Nielsen şunları ekledi: “Çözünürlük, fiziksel modelleme ve zamansal süre, geleneksel bir yüksek performanslı bilgi işlem sisteminde deneyebileceğimiz her şeyin ötesindedir,” diye ekledi Nielsen. “Liderlik ölçeğinde uygulanan GPU’ların saf hızı gerçekten olanak sağlıyor ve biz bu katkılardan dolayı çok minnettarız. OLCF’nin sağladığı fırsatlar ve birinci sınıf uzmanlık.”

Daha fazla bilgi:
Jan-Renee Carlson ve diğerleri, İnsan Ölçeğinde Mars Lander İniş Yörüngelerinin Yüksek Kaliteli Simülasyonları, AIAA HAVACILIK 2023 Forumu (2023). DOI: 10.2514/6.2023-3693

Ashley M. Korzun ve diğerleri, Sonlu Hız Kimyası ile Ayrılmış Girdap Simülasyonu Yaklaşımının Mars ile İlgili Geriye Dönük Çalışma Ortamlarına Uygulanması, AIAA SCITECH 2022 Forumu (2022).
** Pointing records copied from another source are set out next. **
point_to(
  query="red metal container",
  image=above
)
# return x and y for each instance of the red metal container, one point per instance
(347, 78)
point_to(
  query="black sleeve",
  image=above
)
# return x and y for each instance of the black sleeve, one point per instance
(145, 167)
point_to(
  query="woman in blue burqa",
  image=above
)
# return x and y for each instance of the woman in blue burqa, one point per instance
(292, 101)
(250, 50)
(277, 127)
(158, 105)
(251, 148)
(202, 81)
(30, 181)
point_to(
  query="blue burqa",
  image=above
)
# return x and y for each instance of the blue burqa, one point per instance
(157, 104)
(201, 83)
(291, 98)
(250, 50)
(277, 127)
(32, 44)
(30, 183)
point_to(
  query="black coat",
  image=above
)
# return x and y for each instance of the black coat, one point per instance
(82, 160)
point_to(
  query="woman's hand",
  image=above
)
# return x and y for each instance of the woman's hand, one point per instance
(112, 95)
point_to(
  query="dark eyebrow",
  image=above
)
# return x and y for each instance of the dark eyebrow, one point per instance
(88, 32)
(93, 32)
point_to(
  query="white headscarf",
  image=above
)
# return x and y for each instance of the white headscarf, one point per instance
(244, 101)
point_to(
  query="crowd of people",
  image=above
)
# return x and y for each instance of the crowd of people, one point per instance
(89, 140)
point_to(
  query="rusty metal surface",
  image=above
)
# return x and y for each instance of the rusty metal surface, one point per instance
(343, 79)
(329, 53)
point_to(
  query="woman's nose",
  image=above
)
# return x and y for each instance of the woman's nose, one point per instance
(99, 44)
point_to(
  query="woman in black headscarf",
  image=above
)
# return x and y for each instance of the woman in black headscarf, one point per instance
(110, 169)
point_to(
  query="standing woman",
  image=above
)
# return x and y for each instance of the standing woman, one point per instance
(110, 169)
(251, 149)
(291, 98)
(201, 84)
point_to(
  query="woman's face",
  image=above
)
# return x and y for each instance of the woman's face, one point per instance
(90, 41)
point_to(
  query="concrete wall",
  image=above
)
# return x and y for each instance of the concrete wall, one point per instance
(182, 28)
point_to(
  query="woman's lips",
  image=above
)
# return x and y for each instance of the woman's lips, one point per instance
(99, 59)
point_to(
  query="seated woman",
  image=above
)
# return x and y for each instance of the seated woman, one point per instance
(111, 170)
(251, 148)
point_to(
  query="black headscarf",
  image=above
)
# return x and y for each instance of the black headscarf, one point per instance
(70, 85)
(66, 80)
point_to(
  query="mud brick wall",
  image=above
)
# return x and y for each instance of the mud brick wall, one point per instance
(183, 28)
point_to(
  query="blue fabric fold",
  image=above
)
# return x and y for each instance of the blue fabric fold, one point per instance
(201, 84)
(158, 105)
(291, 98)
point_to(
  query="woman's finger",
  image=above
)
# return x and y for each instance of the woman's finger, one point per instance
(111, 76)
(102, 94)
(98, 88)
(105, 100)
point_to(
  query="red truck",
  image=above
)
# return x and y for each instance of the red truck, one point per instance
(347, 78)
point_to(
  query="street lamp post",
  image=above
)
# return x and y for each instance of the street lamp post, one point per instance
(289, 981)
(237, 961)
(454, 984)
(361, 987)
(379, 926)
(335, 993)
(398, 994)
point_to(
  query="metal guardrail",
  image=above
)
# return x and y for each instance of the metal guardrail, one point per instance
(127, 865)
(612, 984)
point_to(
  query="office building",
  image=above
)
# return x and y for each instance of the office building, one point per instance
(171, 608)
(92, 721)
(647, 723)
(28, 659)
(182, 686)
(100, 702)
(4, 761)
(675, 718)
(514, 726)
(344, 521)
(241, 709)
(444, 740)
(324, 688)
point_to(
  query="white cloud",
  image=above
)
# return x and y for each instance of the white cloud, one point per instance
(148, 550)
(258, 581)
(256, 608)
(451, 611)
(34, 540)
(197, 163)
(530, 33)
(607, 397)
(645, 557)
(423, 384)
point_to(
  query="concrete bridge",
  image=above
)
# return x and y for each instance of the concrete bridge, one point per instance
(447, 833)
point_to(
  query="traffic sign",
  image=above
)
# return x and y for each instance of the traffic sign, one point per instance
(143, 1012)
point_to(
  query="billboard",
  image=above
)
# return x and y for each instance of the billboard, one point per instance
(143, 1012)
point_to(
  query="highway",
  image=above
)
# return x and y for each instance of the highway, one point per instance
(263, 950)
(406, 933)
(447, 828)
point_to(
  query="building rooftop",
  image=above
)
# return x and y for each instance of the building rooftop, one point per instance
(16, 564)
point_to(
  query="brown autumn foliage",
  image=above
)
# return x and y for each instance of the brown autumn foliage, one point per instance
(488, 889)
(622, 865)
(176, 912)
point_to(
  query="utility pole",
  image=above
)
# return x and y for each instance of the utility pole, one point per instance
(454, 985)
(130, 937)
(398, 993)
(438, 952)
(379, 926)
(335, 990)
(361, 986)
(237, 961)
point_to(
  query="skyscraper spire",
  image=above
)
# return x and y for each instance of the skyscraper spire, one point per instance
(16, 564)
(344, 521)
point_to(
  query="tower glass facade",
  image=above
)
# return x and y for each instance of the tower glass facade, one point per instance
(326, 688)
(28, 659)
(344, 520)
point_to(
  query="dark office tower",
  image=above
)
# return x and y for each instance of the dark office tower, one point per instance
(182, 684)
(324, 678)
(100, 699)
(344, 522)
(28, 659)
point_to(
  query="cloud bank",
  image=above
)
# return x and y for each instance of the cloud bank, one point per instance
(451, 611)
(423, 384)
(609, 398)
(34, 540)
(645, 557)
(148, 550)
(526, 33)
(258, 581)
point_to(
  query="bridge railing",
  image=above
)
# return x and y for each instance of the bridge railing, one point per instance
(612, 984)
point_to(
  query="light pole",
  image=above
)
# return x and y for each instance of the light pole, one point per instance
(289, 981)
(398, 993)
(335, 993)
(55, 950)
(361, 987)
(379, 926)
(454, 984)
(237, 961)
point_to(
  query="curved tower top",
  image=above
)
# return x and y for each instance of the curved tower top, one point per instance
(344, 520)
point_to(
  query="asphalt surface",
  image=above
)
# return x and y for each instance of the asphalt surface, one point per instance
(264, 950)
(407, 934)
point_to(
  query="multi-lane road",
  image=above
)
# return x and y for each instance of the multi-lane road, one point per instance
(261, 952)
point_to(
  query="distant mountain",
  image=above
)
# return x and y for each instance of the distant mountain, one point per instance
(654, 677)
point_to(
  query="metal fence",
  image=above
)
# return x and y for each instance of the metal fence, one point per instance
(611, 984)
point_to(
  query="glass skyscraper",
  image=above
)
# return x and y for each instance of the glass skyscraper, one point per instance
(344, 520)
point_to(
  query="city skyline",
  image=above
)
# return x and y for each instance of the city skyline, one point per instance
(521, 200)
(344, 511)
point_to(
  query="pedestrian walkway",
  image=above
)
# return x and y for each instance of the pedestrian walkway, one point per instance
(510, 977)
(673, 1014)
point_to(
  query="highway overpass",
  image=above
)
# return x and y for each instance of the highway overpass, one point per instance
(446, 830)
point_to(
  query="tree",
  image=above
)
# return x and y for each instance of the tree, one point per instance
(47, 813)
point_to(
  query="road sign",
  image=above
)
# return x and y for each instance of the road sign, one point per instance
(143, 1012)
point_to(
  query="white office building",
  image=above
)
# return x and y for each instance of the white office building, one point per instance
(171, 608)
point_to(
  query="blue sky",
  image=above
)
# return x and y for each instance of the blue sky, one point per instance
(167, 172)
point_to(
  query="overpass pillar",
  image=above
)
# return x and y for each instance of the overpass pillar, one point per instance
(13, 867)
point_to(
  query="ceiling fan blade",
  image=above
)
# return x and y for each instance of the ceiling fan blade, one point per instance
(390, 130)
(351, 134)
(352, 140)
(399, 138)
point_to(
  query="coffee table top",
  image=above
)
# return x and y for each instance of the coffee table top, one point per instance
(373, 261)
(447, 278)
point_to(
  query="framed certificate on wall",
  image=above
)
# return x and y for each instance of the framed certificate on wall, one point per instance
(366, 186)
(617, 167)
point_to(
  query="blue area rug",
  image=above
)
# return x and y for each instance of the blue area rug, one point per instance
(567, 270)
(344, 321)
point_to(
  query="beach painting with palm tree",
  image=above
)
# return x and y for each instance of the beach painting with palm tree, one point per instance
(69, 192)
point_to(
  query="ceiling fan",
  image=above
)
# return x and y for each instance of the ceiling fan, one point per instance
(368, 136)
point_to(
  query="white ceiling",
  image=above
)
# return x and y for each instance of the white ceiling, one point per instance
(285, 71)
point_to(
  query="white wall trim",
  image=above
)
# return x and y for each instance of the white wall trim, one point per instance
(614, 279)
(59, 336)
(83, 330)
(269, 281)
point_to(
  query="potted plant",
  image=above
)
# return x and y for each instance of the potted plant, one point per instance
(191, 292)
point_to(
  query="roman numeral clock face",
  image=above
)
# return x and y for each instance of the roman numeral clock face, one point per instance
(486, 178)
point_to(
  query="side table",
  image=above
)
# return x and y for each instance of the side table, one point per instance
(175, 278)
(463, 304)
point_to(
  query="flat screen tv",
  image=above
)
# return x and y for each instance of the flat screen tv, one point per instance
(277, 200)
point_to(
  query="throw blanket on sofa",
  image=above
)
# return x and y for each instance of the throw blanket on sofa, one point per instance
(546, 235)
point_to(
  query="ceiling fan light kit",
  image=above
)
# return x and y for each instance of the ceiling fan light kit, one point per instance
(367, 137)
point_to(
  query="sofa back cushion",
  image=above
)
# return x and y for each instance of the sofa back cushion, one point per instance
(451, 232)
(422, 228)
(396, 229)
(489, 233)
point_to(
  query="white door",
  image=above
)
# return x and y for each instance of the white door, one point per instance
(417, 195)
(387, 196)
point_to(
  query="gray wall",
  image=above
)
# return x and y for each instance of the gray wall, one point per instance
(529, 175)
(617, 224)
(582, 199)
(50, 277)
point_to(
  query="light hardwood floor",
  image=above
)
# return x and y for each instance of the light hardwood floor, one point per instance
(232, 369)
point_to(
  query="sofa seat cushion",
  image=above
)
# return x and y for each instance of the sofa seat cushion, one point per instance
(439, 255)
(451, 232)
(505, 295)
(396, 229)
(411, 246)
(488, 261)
DOI: 10.2514/6.2022-2298

Gabriel Nastac ve diğerleri, Kimyanın Mars Süpersonik Geri İtme Ortamları Üzerindeki Etkisinin Hesaplamalı İncelenmesi, AIAA SCITECH 2022 Forumu (2022). DOI: 10.2514/6.2022-2299

Oak Ridge Ulusal Laboratuvarı tarafından sağlanmıştır


Alıntı: Mars’a sorunsuz iniş planlaması (2024, 1 Mart) 1 Mart 2024 tarihinde https://phys.org/news/2024-03-smooth-mars.html adresinden alındı.

Bu belge telif haklarına tabidir. Özel çalışma veya araştırma amacıyla yapılan her türlü adil işlem dışında, yazılı izin alınmadan hiçbir kısmı çoğaltılamaz. İçerik yalnızca bilgilendirme amaçlı sağlanmıştır.